Le soir, avant la prière, on faisait dans l'étude
une lecture religieuse. C'était, pendant la semaine,
quelque résumé d'Histoire sainte ou les Conférences
de l'abbé Frayssinous, et, le dimanche, des passages
du Génie du christianisme1, par récréation. Comme
elle écouta, les premières fois, la lamentation sonore
des mélancolies romantiques se répétant à tous les
échos de la terre et de l'éternité ! Si son enfance se
fût écoulée dans l'arrière‑boutique d'un quartier
marchand, elle se serait peut‑être ouverte alors aux
envahissements lyriques de la nature, qui, d'ordinaire,
ne nous arrivent que par la traduction des écrivains. Mais elle connaissait trop
la campagne ; elle savait le bêlement des troupeaux, les laitages, les charrues.
Habituée aux aspects calmes, elle se tournait, au contraire, vers les accidentés.
Elle n'aimait la mer qu'à cause de ses tempêtes, et la verdure seulement lorsqu'elle
était clairsemée parmi les ruines. Il fallait qu'elle pût retirer des choses une sorte
de profit personnel ; et elle rejetait comme inutile tout ce qui ne contribuait pas
à la consommation immédiate de son cœur, – étant de tempérament plus sentimentale qu'artiste, cherchant des émotions et non des paysages.
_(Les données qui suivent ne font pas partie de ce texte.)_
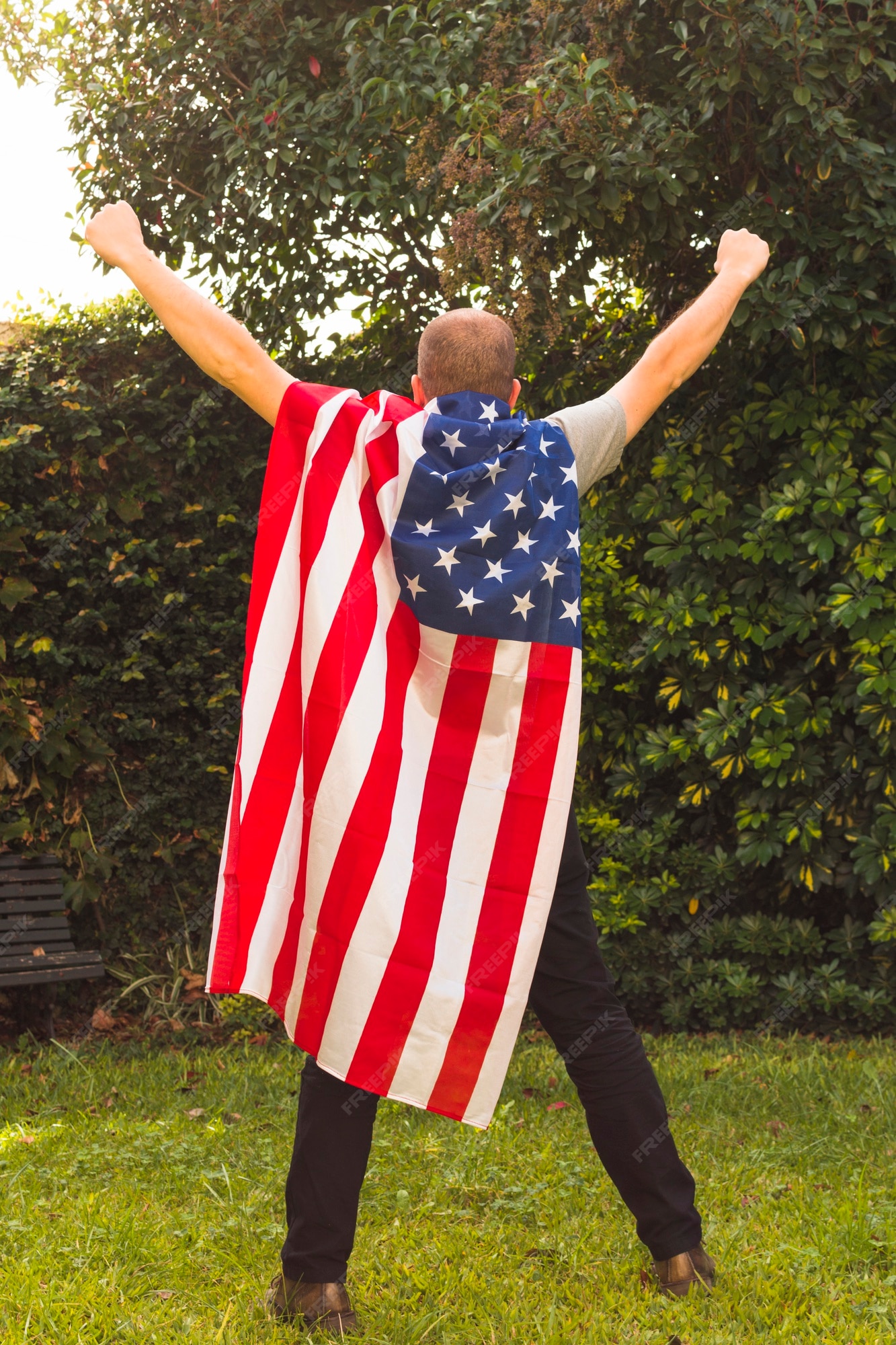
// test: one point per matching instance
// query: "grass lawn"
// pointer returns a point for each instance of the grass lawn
(130, 1217)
Il y avait au couvent une vieille fille qui venait tous les mois, pendant huit
jours, travailler à la lingerie. [...] Elle savait par cœur des chansons galantes du
siècle passé, qu'elle chantait à demi‑voix, tout en poussant son aiguille. Elle
contait des histoires, vous apprenait des nouvelles, faisait en ville vos commissions, et prêtait aux grandes, en cachette, quelque roman qu'elle avait toujours
dans les poches de son tablier, et dont la bonne demoiselle elle‑même avalait
de longs chapitres, dans les intervalles de sa besogne. Ce n'étaient qu'amours,
amants, amantes, dames persécutées s'évanouissant dans des pavillons solitaires,
postillons2 qu'on tue à tous les relais, chevaux qu'on crève à toutes les pages,
forêts sombres, troubles du cœur, serments, sanglots, larmes et baisers, nacelles3 au clair de lune, rossignols dans les bosquets, messieurs braves comme des lions,
doux comme des agneaux, vertueux comme on ne l'est pas, toujours bien mis,
et qui pleurent comme des urnes4. Pendant six mois, à quinze ans, Emma se
graissa donc les mains à cette poussière des vieux cabinets de lecture. [...] Elle
aurait voulu vivre dans quelque vieux manoir, comme ces châtelaines au long
corsage, qui, sous le trèfle des ogives5, passaient leurs jours, le coude sur la pierre
et le menton dans la main, à regarder venir du fond de la campagne un cavalier
à plume blanche qui galope sur un cheval noir.